N-methyl-D-aspartate (NMDA)/glutamate receptor antagonists, like phencyclidine, generate schizophrenic-like symptoms in humans and behavioural abnormalities in animals, such as hyperactivity. We investigated the role of the dopamine D 3 receptor in locomotor hyperactivity produced in mice by dizocilpine (MK-801), another NMDA receptor antagonist, at a low dose (0.12 mg/kg).
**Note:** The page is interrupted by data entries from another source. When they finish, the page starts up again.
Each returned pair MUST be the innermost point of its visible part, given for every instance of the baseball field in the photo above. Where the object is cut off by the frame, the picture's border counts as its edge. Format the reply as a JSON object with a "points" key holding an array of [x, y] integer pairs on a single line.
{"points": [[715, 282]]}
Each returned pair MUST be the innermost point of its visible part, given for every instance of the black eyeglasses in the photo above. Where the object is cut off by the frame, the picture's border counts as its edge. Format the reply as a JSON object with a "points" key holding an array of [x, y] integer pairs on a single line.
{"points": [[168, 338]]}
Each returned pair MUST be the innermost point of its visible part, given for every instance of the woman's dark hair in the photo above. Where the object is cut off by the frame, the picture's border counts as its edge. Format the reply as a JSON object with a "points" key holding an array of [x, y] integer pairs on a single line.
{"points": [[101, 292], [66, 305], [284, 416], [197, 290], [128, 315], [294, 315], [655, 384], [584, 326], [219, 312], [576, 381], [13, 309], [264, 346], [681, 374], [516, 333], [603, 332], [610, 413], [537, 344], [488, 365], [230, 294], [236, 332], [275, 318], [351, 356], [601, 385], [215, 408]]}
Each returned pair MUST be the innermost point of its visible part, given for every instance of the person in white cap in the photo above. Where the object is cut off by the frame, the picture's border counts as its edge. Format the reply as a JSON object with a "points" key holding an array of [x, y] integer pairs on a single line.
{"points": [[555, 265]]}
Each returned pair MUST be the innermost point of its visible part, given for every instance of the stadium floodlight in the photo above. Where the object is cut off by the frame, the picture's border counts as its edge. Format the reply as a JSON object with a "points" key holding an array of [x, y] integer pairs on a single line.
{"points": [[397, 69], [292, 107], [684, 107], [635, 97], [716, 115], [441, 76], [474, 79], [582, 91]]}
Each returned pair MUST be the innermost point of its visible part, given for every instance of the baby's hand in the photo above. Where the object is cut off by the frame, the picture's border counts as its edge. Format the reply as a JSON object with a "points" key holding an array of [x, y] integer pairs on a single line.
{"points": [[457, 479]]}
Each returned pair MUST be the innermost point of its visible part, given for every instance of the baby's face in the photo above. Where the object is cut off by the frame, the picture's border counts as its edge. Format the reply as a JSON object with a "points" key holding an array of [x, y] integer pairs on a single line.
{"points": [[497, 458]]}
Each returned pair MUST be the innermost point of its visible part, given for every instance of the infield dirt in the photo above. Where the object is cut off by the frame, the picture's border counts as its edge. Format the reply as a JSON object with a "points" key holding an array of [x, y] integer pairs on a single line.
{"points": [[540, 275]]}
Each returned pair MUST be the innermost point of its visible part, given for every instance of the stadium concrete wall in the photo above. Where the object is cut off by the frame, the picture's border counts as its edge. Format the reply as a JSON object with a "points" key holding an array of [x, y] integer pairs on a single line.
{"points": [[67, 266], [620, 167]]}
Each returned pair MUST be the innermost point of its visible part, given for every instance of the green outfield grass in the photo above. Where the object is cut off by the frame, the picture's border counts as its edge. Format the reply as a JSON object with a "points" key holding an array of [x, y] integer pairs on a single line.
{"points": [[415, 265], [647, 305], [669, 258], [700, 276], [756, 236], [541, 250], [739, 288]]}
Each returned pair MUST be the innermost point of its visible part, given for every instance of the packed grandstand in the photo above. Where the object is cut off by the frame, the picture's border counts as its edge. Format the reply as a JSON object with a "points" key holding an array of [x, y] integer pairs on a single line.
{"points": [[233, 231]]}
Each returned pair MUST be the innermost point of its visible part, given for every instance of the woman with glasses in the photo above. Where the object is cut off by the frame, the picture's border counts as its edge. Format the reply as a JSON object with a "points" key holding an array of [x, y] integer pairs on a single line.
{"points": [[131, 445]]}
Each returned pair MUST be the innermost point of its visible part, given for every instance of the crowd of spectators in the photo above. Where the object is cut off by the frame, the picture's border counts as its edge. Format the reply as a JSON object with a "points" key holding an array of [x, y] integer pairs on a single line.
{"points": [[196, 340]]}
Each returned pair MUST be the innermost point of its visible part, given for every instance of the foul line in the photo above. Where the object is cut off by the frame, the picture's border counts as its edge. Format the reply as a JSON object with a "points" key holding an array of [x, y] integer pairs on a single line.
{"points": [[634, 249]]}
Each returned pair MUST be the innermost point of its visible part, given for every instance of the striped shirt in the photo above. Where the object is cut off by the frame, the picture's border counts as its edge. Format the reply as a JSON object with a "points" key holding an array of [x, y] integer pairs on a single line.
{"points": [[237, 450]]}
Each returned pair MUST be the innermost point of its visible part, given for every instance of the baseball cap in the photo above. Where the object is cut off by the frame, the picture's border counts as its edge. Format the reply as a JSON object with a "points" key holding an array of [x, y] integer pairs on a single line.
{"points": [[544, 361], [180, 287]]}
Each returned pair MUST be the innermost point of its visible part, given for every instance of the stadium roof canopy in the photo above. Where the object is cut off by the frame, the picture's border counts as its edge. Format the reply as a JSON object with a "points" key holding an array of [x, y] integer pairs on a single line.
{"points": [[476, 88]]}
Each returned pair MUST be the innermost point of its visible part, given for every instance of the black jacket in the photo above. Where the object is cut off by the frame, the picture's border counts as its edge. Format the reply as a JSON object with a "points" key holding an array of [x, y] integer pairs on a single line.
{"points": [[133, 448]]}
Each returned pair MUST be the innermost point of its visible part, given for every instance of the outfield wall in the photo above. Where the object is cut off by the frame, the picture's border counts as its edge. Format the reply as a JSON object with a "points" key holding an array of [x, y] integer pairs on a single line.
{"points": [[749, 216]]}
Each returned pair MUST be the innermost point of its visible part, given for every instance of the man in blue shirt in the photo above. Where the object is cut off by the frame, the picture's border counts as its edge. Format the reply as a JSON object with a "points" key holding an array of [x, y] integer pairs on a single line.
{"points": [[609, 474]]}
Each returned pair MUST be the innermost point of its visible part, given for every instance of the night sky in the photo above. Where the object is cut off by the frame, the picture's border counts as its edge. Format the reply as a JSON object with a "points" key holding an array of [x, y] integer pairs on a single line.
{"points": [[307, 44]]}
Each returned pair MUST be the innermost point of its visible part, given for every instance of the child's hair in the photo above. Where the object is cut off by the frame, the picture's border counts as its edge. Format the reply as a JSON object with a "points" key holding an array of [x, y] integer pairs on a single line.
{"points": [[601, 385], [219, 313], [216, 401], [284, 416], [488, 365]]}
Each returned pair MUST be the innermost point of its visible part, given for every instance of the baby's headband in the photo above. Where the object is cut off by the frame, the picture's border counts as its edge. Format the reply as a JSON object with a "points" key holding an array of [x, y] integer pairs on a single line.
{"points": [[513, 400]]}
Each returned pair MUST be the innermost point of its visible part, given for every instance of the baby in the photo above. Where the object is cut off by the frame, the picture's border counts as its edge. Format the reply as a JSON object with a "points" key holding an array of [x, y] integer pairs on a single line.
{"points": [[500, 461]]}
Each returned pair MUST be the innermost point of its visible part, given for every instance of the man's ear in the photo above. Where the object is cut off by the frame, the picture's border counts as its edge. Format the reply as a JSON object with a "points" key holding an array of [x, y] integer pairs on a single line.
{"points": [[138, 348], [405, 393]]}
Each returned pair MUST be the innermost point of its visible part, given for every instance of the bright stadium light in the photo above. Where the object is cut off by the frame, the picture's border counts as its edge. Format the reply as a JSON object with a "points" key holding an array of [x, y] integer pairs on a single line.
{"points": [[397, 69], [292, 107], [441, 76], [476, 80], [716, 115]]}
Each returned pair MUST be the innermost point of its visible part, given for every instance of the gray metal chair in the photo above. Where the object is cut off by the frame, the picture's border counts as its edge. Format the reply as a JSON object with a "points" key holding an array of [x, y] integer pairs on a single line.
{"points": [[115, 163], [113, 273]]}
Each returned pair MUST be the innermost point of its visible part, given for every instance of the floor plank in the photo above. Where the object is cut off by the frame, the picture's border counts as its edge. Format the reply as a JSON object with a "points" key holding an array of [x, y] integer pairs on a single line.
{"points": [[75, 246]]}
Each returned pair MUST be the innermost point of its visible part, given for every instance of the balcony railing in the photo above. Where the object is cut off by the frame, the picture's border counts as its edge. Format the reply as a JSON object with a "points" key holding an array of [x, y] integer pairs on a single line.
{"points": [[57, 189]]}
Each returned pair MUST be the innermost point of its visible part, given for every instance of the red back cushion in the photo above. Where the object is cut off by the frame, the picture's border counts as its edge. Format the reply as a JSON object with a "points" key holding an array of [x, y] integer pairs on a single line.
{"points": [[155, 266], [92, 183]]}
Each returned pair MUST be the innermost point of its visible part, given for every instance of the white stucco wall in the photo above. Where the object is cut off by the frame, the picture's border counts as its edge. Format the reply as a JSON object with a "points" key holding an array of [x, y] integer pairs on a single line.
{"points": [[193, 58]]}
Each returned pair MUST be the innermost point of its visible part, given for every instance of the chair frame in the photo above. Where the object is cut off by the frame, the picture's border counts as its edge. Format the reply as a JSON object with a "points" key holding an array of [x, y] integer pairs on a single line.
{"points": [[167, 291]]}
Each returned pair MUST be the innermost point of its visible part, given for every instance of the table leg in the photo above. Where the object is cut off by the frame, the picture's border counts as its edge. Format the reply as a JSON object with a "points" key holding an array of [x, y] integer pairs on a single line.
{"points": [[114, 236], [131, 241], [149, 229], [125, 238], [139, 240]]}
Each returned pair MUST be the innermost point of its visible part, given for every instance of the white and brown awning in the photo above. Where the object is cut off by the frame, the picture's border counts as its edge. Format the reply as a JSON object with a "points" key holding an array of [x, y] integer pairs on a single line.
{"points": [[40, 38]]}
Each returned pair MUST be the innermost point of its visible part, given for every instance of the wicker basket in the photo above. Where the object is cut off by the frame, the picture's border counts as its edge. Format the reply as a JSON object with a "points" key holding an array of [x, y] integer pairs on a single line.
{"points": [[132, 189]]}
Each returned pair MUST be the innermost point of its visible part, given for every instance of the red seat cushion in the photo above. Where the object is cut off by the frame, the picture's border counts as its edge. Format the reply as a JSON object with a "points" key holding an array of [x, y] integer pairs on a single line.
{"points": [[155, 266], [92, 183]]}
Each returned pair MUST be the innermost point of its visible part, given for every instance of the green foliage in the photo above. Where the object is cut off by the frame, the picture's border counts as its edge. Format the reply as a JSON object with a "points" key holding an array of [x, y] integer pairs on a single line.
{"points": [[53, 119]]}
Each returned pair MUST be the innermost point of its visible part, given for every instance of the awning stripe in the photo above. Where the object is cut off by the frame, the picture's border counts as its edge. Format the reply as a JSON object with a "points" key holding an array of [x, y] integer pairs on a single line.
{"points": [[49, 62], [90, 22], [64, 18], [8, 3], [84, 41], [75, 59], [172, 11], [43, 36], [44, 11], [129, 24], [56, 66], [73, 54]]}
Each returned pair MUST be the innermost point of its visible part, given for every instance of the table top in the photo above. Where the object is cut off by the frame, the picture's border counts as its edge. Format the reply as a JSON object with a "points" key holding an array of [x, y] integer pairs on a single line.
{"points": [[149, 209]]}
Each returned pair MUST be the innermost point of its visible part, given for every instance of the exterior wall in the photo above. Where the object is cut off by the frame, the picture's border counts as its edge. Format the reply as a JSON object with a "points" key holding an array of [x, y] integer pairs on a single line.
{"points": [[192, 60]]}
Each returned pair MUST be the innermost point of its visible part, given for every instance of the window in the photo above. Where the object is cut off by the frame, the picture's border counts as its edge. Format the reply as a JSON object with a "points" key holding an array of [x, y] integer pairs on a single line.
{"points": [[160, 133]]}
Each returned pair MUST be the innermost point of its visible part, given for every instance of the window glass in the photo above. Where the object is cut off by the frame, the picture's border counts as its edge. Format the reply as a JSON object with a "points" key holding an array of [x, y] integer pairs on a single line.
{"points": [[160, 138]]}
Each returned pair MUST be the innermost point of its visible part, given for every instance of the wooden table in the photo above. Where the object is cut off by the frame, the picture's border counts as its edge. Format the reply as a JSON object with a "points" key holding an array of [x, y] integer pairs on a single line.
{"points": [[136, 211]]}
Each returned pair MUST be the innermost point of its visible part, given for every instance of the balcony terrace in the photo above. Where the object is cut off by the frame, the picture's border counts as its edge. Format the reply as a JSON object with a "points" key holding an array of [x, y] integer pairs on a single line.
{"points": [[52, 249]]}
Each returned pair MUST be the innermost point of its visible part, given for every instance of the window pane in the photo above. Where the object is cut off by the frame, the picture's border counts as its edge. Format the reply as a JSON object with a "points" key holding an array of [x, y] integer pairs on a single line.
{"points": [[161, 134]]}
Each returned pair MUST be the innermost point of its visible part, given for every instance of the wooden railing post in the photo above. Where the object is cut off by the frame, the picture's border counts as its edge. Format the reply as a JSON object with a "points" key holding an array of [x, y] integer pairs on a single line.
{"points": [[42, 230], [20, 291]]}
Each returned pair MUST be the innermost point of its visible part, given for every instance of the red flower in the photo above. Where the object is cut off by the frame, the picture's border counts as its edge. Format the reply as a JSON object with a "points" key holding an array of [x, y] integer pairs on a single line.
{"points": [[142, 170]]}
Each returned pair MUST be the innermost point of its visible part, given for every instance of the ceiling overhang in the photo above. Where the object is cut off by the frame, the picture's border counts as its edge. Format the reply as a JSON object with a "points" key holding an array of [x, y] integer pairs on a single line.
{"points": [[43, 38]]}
BP 897, a highly D 3 receptor-selective partial agonist, or nafadotride, a preferential D 3 receptor antagonist, both at low doses (1 mg/kg and lower), had no effects on spontaneous activity and completely inhibited MK-801-induced hyperactivity. Clozapine, an atypical antipsychotic, produced the same effect as BP 897 and nafadotride. Haloperidol, a typical antipsychotic, reduced both spontaneous activity and MK-801-induced hyperactivity. In D 3 receptor knockout mice, MK-801-induced hyperactivity was weaker than that observed in wild-type mice while BP 897 and nafadotride were inactive. On the contrary, the effects of clozapine and haloperidol, which target multiple receptors in addition to the D 3 receptor, were almost completely preserved in D 3 receptor knockout mice. Our results show that hyperactivity produced by a low dose of MK-801 is dependent upon D 3 receptor stimulation and constitutes the first simple response to assess the in vivo activity of D 3 receptor-selective drugs. In addition, since D 3 receptor antagonists and antipsychotics produced very similar effects, our results add to the growing evidence suggesting that D 3 receptor blockade might produce antipsychotic effects.